After all, the alternatives being tested to reorder the White House Real Estate (from Alaska to Tierra del Fuego via Greenland) are no longer reassuring. On Greenland Trump has assured that if no agreement is reached, he will do something “whether they like it or not.” On Canada he fondles the prospect of turning it into the 51st state of the US. On Europe he leaves the boon of tariffs hanging in the balance.
These are such violent shocks to the political order that has accompanied Europe for more than 70 years that they are difficult to label. And the center of this difficulty lies in the time factor. We are moving from a perspective that measures time by decades to one that measures it by weeks. But is a sudden reversal possible, a violent stars-and-stripes reconfiguration of the global system leading to subsequent stability?
Let us try to respond by starting with measurable effects, such as those produced by these choices on ecosystems. The systematic demolition of international law ordered by Trump has among its central purposes the increased consumption of fossil fuels, especially those with the greatest environmental impact, such as shale gas and Venezuelan heavy crude reserves. The first increase in production imagined in the launch phase of the dollarization of the Venezuelan economy would already produce more emissions than economies like the United Kingdom and Brazil generate annually.
Blowing up Arctic defense policies to make room for mining, new settlements and trade route development would mean creating what climatologists call positive feedbacks, i.e., mechanisms to accelerate the process. In this case, the process is the climate crisis, which is fed by the reduction of the ice surface (decreases albedo, that is, the ability to reflect solar heat before it is absorbed by the ground); the increase in methane emissions contained in permafrost, the frozen ground that now often tends to collapse; and the increase in sea temperature, which continues to trap some of the excess heat, paying as a price increasing destabilization.
Finally, there is the southern part of the Real Estate.
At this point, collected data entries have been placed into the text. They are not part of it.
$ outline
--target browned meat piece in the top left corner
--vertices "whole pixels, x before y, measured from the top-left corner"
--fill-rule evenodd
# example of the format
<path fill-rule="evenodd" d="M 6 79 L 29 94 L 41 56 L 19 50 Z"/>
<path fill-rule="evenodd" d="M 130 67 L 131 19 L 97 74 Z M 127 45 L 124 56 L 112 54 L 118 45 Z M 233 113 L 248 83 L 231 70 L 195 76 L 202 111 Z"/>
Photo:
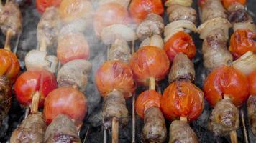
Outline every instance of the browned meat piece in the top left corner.
<path fill-rule="evenodd" d="M 6 3 L 1 11 L 0 28 L 4 34 L 11 30 L 12 36 L 22 32 L 22 14 L 17 4 L 14 4 L 12 1 Z"/>

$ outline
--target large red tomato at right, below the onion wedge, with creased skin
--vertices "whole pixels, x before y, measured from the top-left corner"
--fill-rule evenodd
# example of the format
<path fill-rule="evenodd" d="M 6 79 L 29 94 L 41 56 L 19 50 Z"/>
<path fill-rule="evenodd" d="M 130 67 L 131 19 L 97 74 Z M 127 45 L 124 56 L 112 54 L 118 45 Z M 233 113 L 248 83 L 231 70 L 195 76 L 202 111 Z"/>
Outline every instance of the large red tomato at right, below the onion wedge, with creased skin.
<path fill-rule="evenodd" d="M 249 96 L 249 84 L 247 77 L 237 69 L 229 66 L 221 66 L 211 71 L 204 82 L 204 94 L 206 100 L 215 106 L 224 95 L 240 107 Z"/>

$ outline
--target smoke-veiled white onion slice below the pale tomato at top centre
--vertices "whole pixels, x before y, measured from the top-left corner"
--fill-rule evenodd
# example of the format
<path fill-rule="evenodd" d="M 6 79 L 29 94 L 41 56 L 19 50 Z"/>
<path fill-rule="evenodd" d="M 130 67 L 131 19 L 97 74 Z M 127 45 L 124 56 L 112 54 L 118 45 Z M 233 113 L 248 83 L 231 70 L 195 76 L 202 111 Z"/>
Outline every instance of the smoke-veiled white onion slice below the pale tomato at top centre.
<path fill-rule="evenodd" d="M 116 39 L 135 41 L 137 40 L 137 35 L 132 28 L 123 24 L 113 24 L 105 27 L 101 31 L 101 40 L 104 42 L 104 44 L 112 44 Z"/>

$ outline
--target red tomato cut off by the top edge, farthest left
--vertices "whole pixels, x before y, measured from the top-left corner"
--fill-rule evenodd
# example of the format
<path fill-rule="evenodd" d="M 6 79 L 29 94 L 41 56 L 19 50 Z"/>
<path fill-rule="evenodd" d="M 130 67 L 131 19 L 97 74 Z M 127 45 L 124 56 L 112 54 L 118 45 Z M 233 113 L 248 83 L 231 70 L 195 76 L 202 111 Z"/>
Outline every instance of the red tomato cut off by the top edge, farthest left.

The one where Trump threatens Colombia’s presidency and regrets angel friend Bolsonaro, sentenced to 27 years in prison by Brazil’s Federal Supreme Court for organizing and leading a coup attempt after his 2022 electoral defeat. In this central area of South America, real estate care is aimed partly always at extractive development, but partly at the erosion of tropical forest to make room for soybeans and ranches. And in this way the push to increase the climate crisis is completed in all its forms.
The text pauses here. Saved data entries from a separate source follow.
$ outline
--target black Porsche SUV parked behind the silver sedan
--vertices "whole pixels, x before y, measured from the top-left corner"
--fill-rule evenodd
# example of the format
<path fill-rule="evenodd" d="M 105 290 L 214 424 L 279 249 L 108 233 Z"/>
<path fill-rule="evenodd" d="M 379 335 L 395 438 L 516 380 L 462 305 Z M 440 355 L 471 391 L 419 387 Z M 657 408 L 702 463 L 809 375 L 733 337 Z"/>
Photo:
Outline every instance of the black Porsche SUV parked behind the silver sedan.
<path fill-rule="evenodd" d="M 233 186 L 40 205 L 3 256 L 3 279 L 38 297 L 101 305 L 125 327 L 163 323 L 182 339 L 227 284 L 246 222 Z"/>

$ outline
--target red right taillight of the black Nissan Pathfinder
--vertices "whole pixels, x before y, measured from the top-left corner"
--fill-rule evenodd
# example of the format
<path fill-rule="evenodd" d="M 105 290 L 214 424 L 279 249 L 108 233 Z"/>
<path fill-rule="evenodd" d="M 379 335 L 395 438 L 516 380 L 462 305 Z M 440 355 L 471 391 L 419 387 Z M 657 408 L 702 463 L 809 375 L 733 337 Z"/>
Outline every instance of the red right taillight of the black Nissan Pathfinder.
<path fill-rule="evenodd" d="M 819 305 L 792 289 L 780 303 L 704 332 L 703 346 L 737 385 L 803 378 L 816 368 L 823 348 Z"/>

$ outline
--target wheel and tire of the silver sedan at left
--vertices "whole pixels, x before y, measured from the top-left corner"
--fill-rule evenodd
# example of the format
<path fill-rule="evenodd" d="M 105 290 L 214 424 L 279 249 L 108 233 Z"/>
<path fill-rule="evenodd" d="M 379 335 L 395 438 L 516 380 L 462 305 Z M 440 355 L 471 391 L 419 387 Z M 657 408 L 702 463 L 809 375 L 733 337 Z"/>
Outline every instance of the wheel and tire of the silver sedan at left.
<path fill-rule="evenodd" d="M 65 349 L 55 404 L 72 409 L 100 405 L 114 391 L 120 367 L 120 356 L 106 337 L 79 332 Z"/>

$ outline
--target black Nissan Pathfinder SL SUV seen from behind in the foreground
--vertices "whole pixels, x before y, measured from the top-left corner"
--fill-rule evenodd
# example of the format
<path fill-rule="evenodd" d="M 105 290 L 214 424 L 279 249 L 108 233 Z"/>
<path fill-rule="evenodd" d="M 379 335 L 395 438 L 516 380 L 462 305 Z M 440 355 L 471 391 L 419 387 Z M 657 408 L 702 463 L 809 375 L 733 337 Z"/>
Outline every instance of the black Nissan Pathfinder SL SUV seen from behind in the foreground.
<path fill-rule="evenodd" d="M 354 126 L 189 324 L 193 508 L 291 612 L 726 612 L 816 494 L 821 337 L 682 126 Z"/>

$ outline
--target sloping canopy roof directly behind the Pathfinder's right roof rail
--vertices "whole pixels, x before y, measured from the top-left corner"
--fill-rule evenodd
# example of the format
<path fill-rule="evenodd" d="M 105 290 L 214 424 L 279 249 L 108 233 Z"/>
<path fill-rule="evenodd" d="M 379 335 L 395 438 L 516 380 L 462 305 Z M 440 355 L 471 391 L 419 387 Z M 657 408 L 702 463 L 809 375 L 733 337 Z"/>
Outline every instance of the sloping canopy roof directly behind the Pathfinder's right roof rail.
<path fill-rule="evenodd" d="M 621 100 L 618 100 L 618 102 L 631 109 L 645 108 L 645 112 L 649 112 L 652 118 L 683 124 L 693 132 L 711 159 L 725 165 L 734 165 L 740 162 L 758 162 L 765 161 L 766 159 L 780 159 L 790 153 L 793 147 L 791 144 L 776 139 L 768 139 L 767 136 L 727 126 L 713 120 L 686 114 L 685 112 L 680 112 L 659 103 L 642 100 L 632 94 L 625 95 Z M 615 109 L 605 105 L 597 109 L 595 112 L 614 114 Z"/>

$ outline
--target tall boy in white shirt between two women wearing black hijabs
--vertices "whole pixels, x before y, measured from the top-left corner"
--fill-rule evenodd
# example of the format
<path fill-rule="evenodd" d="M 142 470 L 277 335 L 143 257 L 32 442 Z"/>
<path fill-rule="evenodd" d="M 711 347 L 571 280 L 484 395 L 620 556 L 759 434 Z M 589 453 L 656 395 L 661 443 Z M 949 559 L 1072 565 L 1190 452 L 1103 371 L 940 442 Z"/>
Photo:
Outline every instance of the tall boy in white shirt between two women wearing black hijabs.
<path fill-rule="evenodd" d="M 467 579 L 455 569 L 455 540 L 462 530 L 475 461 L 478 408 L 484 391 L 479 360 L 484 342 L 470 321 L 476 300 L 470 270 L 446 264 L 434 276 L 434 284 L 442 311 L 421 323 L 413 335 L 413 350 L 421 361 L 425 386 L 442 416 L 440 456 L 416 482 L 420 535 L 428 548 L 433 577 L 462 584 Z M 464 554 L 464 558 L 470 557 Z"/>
The point is that this is predominantly read as an environmental problem, whereas it forms the basis of an understanding of the shifting political balance. As early as the end of the last century, the U.S. military put climate change at the center of its analysis by developing scenarios in which national defense strategies were closely linked to the environmental variable. Because this variable changed the livability of entire territories, coastlines, energy and water security, therefore social. With the new course of the White House, the perspective has changed. But to disregard these forces is to erase from analysis the movement of tens or hundreds of millions of people along borders. And to underestimate the weight of the industries that are already moving, in a market-driven logic, to respond to these needs by making alternatives to fossil fuels ever cheaper and more convenient.
In this scenario, Europe represents the only bloc moving – albeit too slowly – in the direction of ecological transition while keeping liberal democracies and international law at the center. Until yesterday this seemed an obvious fact. Today, if supplemented with better dialogue with business, the holding of social balances and an all-round negotiating capacity, it could become the factor that makes the difference: an element that helps create a winning pole of technical, cultural, political aggregation. Provided it matures the will to do so. A condition currently lacking.